Background

Yam mild mosaic virus (YMMV), a distinct member of the genus Potyvirus, is a major viral agent in yams in Africa, Asia, Oceania, Caribbean and South America (Mumford and Seal 1997; Fuji et al. 1999; Odu et al. 1999; Bousalem and Dallot 2000; Dallot et al. 2001; Eni et al. 2008; Zou et al. 2011). This virus has flexuous, filamentous particles of approximately 750 nm in length and is transmitted by aphids or mechanical inoculation (Odu et al. 1999). The virus causes mild symptoms of mottle and mosaic on water yam (Dioscorea alata), Guinea yams (D. cayenensisD. rotundata complex) and Indian yam (D. trifida), but no symptoms on white yam (D. rotundata) (Mumford and Seal 1997). Its natural host range is restricted to several Dioscorea spp., but the virus is also transmitted easily to cowpea (Vigna unguiculata) (Odu et al. 1999). It was reported that YMMV isolates from Caribbean island Martinique and French Guyana were divergent in their coat protein (CP) gene sequences (Bousalem et al. 2003). However, little was known about the diversity of the YMMV at whole genome level, simply because only three whole genome sequences of YMMV were available at the time (Simon-Loriere and Holmes 2011; Filho et al. 2013).
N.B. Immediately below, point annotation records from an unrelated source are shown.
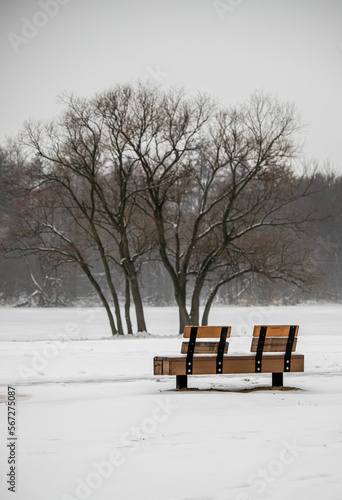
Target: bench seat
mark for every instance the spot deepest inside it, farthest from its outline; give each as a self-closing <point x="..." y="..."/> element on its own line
<point x="204" y="365"/>
<point x="273" y="346"/>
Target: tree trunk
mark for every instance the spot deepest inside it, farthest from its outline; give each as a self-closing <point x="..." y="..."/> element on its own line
<point x="127" y="307"/>
<point x="102" y="297"/>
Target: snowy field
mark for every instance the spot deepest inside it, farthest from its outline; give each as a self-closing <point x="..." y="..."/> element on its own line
<point x="93" y="422"/>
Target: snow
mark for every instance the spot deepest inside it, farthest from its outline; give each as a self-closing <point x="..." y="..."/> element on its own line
<point x="93" y="422"/>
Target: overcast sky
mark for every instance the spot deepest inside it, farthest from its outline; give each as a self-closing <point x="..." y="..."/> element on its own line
<point x="228" y="48"/>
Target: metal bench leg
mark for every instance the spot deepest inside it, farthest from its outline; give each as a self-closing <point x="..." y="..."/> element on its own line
<point x="277" y="379"/>
<point x="181" y="381"/>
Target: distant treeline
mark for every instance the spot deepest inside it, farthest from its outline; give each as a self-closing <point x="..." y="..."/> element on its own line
<point x="143" y="196"/>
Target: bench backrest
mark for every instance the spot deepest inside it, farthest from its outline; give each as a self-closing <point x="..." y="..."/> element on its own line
<point x="204" y="337"/>
<point x="275" y="338"/>
<point x="202" y="341"/>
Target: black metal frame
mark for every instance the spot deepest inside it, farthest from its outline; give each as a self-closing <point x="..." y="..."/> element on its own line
<point x="289" y="347"/>
<point x="220" y="350"/>
<point x="191" y="349"/>
<point x="260" y="348"/>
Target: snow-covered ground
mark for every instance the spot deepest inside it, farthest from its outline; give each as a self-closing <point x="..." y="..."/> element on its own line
<point x="93" y="422"/>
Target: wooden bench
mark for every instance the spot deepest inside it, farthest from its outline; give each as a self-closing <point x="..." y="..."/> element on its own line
<point x="205" y="353"/>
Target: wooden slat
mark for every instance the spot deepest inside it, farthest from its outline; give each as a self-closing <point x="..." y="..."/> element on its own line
<point x="204" y="347"/>
<point x="233" y="365"/>
<point x="275" y="331"/>
<point x="273" y="344"/>
<point x="206" y="332"/>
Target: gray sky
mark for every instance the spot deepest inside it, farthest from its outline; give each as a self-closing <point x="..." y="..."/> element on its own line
<point x="227" y="48"/>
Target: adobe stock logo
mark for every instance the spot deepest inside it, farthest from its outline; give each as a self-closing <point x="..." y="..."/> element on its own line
<point x="30" y="28"/>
The Qinling Mountains-Huaihe River Line, with its west end at E104°15′/N32°18′ and east end at E120°21′/N34°05′separates China as South (south to the line) and North (north to the line) mainly by its climatic impact. Yams are mainly grown in the provinces of Guangxi and Jiangxi in South China, and Henan, Shandong and Jiangsu in North China. YMMV infection of yam plants in China was first reported in 2010 (Zou et al. 2011). To gain an insight into the composition of genetic population of YMMV, we conducted a nation-wide survey of YMMV in China. Here, we report the identification, genome sequencing, phylogenetic analysis, and genome recombination analysis of YMMV isolates from China and those reported elsewhere. Our results showed that YMMV genome sequences were diversified among isolates with geographical characteristics, and extensive genome recombination events had taken place in the population of the virus.

Results

YMMV infection was prevalent in yams in the major yam-producing regions in China

During the survey, leaves and tubers of yam plants showing viral disease-like symptoms, i.e., mosaic, chlorosis, vein banding, flecking, leaf puckering, stunting and distortion were collected, with leaves stored at − 80 °C for viral identification and tubers grown in the glasshouse for keeping the materials. IC-RT-PCR and sequencing results revealed that 112 out of 365 samples collected from five yam producing regions (Guangxi, Jiangxi, Henan, Jiangsu and Shandong) in China were YMMV-positive, among which 75 were from 132 D. alata, 11 from 96 D. japonica and 26 from 137 D. opposite. The incidence ranged from 11% to 40% in general, varying among yam species with the highest rate for D. alata and lowest for D. japonica (Additional file 1: Table S1). Most YMMV-positive samples (90.5%) were co-infected with other viruses (our unpublished results) and those (9.5%) solely infected with YMMV showed constantly a mild mosaic or mottle or symptomless on leaves (Fig. 1), regardless of species/cultivars and years of sampling. The rest of YMMV-negative samples were infected either with other known viruses, uncharacterized viruses, or unknown agents.

Fig. 1
figure 1

Symptoms of yam leaves infected with YMMV. All plants were infected solely by YMMV. a Cultivar Guihuai 2 (D. japonica); b Cultivar Guihuai 6 (D. alata); c Cultivar Tiegun Shanyao (D. opposite)

YMMV isolates showed a clear geographical character

To establish evolutionary relationship among the YMMV isolates, sequences from the region (nucleotides 259–262) in the 3′-terminal region of CP to the 5′-terminal region of 3′-nocoding region (NCR) of 26 YMMV isolates obtained in this study and 37 isolates previously reported, and 26 unpublished YMMV isolates (Table 1) were used to construct an unrooted phylogenetic tree using Maximum Likelihood algorithm. Among 14 groups clustered in the phylogenetic tree (Fig. 2), YMMV isolates from China fall into two groups: Group VII that contains isolates from North China, and Group X that contains isolates from South China, both distinguishing themselves from isolates from West Africa (Group II, Group III, Group XI, Group XII, Group XIII, and Group XIV), America (Group IV and Group VI), and other parts of Asia (Group V and Group VIII).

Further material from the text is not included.